Case history/examination
A 32-year-old male patient was admitted to our hospital for the purpose of examination and treatment of progressively deteriorating symptoms from two days chest pain and persisting chest tightness and breath shortness over a year lone.
Prior to this admission, the patient was firstly admitted to a local hospital for symptoms of chest tightness, shortness of breath and dyspnea following physical activity. His blood creatinine level was 126umol/L (reference range, 62 to 115 umol/L), the glomerular filtration rate was 65.11ml/min, the troponin T level was 37 pg /mL (reference range <17.5 pg /mL) and the N-terminal pro-brain natriuretic peptide (NT-proBNP) was 2264.0pg/mL (reference range, <125 pg /mL). The rest of the labs were normal. The patient was prescribed with aspirin, benazepril hydrochloride, spironolactone, atorvastatin, amiodarone, and metoprolol tartrate while admitted to the local hospital. After five days of treatment, the patient was discharged with relief from chest tightness. However, two days after discharge, he came back to another higher-graded hospital’s clinic in Chongqing for second visit with the same symptoms.

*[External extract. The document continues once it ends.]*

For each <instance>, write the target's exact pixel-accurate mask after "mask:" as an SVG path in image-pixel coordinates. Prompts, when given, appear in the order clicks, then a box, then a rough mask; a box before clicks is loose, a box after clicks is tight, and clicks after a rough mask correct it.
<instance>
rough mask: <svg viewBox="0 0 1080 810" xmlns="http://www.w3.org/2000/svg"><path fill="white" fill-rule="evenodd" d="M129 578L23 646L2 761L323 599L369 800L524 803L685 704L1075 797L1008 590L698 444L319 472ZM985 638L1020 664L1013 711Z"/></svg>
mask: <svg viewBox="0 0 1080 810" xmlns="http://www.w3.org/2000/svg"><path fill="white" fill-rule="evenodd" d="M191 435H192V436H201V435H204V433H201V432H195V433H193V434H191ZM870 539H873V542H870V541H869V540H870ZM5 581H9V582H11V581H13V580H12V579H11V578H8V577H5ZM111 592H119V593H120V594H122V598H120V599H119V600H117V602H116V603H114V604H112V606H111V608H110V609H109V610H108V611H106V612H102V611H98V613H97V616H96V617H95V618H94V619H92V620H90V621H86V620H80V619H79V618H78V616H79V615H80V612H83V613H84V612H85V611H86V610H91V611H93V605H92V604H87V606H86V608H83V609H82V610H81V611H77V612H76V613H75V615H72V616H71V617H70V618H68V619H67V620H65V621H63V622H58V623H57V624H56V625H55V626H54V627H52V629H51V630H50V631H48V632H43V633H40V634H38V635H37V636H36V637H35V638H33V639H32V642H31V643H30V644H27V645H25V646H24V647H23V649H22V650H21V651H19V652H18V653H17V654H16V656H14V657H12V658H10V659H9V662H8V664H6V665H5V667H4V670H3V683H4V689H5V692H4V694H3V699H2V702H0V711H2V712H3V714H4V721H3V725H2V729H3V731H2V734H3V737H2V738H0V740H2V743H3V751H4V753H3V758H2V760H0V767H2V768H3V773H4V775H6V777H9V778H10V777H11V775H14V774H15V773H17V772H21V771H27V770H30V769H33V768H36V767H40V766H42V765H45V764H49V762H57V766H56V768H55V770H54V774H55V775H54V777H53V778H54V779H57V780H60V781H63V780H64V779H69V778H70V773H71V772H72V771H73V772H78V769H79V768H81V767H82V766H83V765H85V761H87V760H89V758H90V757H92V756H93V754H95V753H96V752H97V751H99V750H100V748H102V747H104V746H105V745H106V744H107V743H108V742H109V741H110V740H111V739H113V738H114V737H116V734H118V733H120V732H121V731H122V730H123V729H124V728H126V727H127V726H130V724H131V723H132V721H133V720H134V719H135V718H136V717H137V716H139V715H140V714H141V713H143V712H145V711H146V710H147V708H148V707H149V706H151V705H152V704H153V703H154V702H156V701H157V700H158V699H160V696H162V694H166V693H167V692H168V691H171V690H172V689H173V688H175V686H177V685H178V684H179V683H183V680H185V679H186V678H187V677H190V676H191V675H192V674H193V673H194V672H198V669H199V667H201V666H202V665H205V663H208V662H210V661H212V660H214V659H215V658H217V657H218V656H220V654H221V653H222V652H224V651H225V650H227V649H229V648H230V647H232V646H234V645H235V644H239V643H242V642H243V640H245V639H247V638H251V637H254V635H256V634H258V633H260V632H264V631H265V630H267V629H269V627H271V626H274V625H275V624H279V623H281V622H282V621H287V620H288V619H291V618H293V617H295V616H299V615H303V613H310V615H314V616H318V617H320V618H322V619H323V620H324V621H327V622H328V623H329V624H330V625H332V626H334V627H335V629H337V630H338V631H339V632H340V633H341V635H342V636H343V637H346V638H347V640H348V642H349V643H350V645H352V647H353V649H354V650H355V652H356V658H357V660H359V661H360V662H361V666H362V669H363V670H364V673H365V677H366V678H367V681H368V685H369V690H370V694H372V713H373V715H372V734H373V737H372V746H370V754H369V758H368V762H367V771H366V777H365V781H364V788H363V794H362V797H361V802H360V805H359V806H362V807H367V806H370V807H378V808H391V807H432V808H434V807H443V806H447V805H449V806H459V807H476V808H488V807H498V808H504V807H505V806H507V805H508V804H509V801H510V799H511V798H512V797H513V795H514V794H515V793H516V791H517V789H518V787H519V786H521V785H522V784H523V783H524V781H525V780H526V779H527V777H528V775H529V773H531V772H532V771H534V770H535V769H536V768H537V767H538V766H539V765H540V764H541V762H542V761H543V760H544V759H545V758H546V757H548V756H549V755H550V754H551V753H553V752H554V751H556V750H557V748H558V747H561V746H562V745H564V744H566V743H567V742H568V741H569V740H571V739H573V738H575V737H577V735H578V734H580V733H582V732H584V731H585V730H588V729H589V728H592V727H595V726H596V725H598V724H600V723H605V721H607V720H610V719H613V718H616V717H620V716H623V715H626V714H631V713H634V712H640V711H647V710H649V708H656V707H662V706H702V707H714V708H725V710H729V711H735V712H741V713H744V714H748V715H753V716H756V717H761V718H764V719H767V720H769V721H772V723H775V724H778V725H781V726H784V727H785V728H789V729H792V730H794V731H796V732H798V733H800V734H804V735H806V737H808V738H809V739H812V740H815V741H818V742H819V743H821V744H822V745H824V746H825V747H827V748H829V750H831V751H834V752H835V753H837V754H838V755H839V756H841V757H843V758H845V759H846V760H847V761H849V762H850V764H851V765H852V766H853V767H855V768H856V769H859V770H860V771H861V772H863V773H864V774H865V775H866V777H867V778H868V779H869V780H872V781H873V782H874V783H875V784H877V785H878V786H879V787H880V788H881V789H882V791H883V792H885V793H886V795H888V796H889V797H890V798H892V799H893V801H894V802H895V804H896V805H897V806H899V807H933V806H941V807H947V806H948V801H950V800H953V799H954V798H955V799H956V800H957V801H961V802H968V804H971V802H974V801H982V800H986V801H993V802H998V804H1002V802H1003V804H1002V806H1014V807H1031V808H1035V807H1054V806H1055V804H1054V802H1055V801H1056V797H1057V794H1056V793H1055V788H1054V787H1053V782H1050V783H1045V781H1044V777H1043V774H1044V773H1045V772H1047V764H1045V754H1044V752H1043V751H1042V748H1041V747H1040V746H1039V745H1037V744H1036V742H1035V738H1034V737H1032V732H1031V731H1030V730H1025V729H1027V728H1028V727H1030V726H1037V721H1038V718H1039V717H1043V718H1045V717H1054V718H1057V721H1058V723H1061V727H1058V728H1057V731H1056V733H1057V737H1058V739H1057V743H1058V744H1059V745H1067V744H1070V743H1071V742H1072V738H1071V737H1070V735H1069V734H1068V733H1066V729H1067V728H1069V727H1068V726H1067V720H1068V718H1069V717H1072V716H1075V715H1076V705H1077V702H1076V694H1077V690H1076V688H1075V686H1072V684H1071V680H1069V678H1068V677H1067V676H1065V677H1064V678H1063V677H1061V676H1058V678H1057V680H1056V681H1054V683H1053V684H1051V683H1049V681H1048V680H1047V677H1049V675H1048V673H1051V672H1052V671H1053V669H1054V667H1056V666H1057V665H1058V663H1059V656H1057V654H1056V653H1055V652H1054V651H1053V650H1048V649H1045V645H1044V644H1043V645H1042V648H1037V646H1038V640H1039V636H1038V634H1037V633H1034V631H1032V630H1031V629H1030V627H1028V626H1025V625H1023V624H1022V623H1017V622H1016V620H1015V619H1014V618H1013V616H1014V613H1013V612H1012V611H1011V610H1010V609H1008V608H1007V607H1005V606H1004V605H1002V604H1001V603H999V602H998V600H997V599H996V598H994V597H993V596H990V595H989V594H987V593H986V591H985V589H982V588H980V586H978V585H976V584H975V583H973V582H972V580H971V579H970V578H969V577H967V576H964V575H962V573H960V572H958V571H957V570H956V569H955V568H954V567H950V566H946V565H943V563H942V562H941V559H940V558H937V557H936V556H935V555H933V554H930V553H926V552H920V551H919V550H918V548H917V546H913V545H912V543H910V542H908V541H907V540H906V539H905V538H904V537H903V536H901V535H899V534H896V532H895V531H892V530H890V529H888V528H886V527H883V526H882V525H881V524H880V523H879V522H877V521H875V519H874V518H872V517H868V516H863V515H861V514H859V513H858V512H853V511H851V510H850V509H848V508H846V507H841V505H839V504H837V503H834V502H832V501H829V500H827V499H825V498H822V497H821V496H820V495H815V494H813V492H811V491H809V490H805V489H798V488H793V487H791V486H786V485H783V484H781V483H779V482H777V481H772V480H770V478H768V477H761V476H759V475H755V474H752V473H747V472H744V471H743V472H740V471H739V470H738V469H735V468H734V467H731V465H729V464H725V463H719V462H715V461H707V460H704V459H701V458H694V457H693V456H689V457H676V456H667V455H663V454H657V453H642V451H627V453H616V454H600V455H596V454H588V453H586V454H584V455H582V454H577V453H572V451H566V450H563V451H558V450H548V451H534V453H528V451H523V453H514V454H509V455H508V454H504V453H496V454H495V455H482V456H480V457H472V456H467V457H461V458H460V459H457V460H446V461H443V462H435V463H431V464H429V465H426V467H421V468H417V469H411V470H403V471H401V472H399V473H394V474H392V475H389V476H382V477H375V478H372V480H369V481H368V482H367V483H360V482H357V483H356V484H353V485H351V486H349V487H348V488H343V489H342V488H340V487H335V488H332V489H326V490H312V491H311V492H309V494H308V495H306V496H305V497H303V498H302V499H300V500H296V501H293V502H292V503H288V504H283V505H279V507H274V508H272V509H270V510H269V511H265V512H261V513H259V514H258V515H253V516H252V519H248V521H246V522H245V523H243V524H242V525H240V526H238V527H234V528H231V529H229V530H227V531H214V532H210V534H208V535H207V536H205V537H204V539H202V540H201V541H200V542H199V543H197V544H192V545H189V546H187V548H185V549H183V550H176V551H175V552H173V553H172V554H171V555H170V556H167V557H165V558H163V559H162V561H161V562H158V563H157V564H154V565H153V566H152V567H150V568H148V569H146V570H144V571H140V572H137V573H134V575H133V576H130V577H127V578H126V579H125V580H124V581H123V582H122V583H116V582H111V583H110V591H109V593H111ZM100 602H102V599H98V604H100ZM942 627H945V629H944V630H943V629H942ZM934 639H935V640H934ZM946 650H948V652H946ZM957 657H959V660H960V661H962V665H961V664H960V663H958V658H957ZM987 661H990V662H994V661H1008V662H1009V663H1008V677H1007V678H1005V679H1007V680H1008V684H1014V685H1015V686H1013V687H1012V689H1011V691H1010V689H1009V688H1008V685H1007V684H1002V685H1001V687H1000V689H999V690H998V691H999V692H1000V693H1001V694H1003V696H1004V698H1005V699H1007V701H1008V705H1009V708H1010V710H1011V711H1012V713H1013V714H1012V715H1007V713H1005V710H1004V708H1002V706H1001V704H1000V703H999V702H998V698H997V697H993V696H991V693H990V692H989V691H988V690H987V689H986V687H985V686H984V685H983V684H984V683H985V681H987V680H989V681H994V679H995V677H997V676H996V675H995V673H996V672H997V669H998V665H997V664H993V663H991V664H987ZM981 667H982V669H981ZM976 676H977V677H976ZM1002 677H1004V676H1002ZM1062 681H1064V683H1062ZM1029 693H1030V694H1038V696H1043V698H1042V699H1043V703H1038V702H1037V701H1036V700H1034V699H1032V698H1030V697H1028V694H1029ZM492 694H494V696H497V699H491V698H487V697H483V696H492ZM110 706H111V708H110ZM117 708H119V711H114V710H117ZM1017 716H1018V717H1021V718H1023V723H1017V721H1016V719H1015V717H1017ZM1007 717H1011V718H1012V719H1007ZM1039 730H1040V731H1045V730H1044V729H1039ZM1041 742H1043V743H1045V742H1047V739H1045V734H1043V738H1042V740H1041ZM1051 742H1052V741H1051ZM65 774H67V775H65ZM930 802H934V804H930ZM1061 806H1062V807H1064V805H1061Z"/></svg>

The electrocardiogram (ECG) (Figure. 1) conducted at the second hospital showed sinus rhythm with T-wave abnormalities. Additionally, transthoracic echocardiography revealed an enlarged left heart with a septal thickness of 12 mm (normal range, 8 to 11), generally reduced left ventricular wall motion, reduced left ventricular systolic function, reduced diastolic function, and an ejection fraction of 49% (normal range, 55 to 70), as well as mild mitral and tricuspid regurgitation. Prescription continued as previously administered. However, the symptoms constantly to be recurrent, this was the reason the patient was admitted to our hospital in the hope of further clarifying the diagnosis and treatment.
The patient’s medical history included hypertension and claims of normal blood pressure control, with no known history of diabetes mellitus. The skin on the neck was noted to be hardened from early 2021 without other noticeable redness, swelling, or pain. A skin pathology biopsy was carried out in July 2021 at a local hospital’s clinic because the skin sclerosis had expanded to the back and scleredema was diagnosed. He admitted a history of smoking for more than 20 years and denied any history of drinking.